Tout dialogue avec les talibans doit mettre les droits des femmes au centre, a ajouté de son côté Mme Bachelet. Comme Mme Koofi, elle demande que les travailleuses humanitaires soient associées aux décisions sur l'assistance à la population.

Les Afghans qui se sont exprimés vendredi devant le Conseil ont lancé quelques revendications. Mme Koofi souhaite que la Mission de l'ONU en Afghanistan (MANUA) justifie son action devant cette instance. Opposé aux talibans, l'ambassadeur Nasir Andisha a lui demandé des mécanismes de collecte et de préservation des preuves de violations. "Il en va de la crédibilité" du Conseil que celui-ci étende sa surveillance, selon lui.

Rejet par les talibans

Mme Bachelet a à nouveau déploré que les islamistes n'aient pas honoré leurs engagements auprès d'elle en mars dernier, en violation de leurs obligations internationales. "Nous voyons progressivement une exclusion des femmes et des filles" de la société, ajoute-t-elle.
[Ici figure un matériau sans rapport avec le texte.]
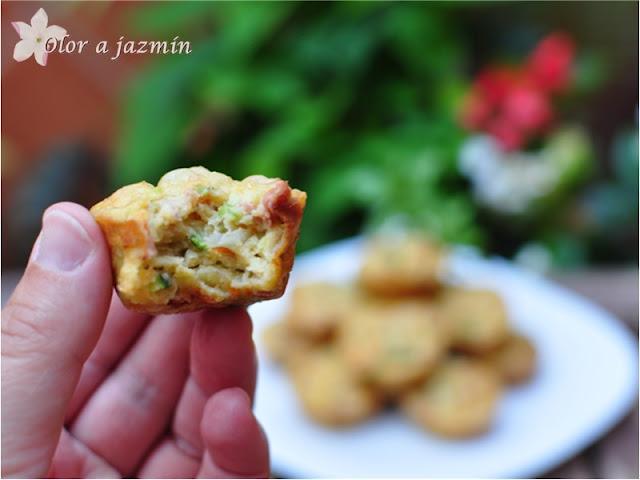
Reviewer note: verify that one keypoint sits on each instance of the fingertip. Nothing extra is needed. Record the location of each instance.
(222, 351)
(82, 216)
(232, 435)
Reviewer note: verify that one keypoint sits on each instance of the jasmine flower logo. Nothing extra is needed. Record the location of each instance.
(34, 38)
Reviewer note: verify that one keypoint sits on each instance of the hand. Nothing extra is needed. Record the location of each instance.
(90, 389)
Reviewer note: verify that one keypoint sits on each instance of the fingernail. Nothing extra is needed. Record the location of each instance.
(63, 244)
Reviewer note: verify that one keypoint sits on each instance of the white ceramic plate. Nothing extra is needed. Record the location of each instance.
(587, 380)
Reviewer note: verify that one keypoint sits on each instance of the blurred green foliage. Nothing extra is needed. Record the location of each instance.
(354, 102)
(351, 102)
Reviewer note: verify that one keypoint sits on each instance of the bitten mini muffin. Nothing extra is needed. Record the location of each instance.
(477, 319)
(401, 264)
(328, 392)
(200, 239)
(458, 400)
(317, 308)
(392, 344)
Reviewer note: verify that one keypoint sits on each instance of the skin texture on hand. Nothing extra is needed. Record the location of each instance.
(91, 389)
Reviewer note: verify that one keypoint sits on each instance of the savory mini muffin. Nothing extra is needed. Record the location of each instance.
(282, 344)
(328, 392)
(477, 319)
(458, 400)
(515, 360)
(200, 239)
(392, 344)
(317, 308)
(401, 264)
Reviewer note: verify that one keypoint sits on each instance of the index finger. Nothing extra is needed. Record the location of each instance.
(222, 356)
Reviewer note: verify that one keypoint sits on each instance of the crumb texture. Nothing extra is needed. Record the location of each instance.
(201, 239)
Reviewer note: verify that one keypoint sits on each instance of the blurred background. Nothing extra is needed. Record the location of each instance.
(511, 127)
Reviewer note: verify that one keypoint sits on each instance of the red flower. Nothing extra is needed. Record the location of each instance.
(528, 108)
(549, 65)
(494, 83)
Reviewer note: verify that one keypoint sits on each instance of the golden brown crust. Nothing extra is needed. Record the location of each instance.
(131, 230)
(400, 265)
(458, 400)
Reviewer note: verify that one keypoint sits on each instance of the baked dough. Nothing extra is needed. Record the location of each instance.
(458, 400)
(392, 345)
(401, 264)
(200, 239)
(478, 319)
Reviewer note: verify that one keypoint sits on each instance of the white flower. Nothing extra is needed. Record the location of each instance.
(34, 37)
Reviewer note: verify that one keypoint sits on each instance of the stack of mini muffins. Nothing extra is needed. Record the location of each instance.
(400, 336)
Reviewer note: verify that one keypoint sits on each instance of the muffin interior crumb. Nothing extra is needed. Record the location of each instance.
(216, 242)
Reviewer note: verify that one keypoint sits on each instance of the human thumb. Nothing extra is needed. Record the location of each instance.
(49, 327)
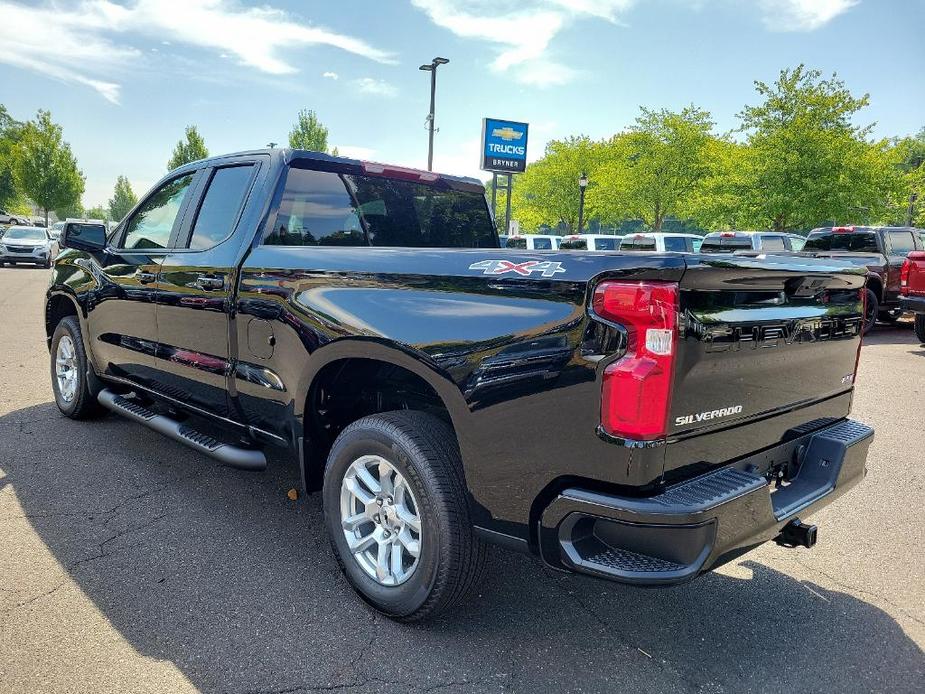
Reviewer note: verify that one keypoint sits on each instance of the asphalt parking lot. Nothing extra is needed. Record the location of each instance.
(128, 563)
Elle appelle à s'appuyer sur les ouvertures garanties par certains dirigeants dans des régions du pays. De même, les talibans doivent dialoguer avec les Etats musulmans qui ont "de l'expérience" en matière de droits de femmes, dit Mme Bachelet. Une délégation musulmane s'est rendue récemment en Afghanistan pour parler avec eux.
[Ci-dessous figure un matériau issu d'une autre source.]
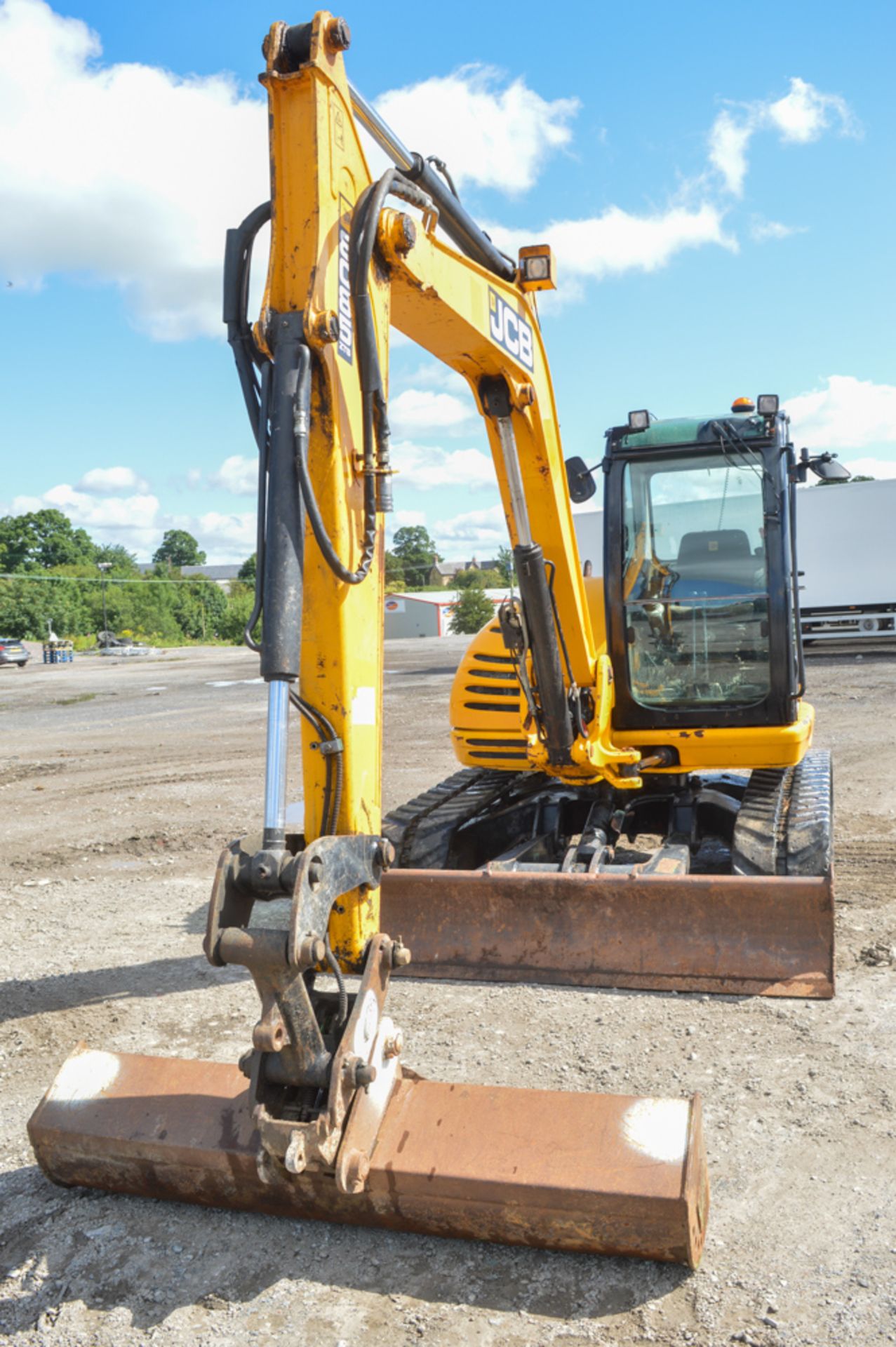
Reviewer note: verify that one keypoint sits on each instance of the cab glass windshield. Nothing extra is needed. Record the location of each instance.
(695, 582)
Avant le débat urgent, devant une assemblée de dignitaires à Kaboul à laquelle aucune femme ne participait, le chef suprême des talibans, Hibatullah Akhundzada, avait appelé la communauté internationale à cesser de "se mêler" des affaires afghanes. Il a encore estimé que l'application de la loi islamique était indispensable pour son pays.

La réunion de vendredi au Conseil avait été demandée par des Etats européens qui condamnent "la détérioration significative" des droits des femmes depuis le retour au pouvoir des talibans en août dernier. L'instance onusienne doit se prononcer sur un projet de résolution la semaine prochaine.

Appel à un dialogue

Devant les Etats, la Haute-commissaire a à nouveau ciblé vendredi une "oppression systématique institutionnalisée". Malgré leurs promesses, notamment auprès de la Suisse, les talibans n'ont toujours pas garanti un accès à l'éducation à toutes les jeunes filles. Ils doivent établir "une date ferme", ajoute Mme Bachelet.

Récemment dans le pays, le rapporteur spécial de l'ONU Richard Bennett, qui ne s'exprime pas au nom de l'organisation, a affirmé que les talibans lui ont dit avoir établi un comité pour réfléchir à la question sans pour autant qu'un engagement soit encore pris.

Les femmes se sont vu imposer le port du voile intégral et ne peuvent se déplacer ou travailler que de manière restreinte. L'insécurité alimentaire affecte plus de 90% des ménages qu'elles dirigent.

"La situation des femmes et des filles se détériore", a ajouté de son côté l'ambassadeur suisse auprès de l'ONU à Genève Jürg Lauber. Il a à nouveau "fermement" condamné toutes les différentes restrictions qui ont pu être décidées contre elles.

Aussi selon Mme Bachelet, l'ONU mène des efforts pour établir un dialogue direct entre les talibans et les femmes. La Haute-commissaire demande aux islamistes d'accepter ce format. Les mécanismes indépendants pour recevoir des plaintes sur les violences sexistes doivent être rétablis pour poursuivre les responsables, selon elle.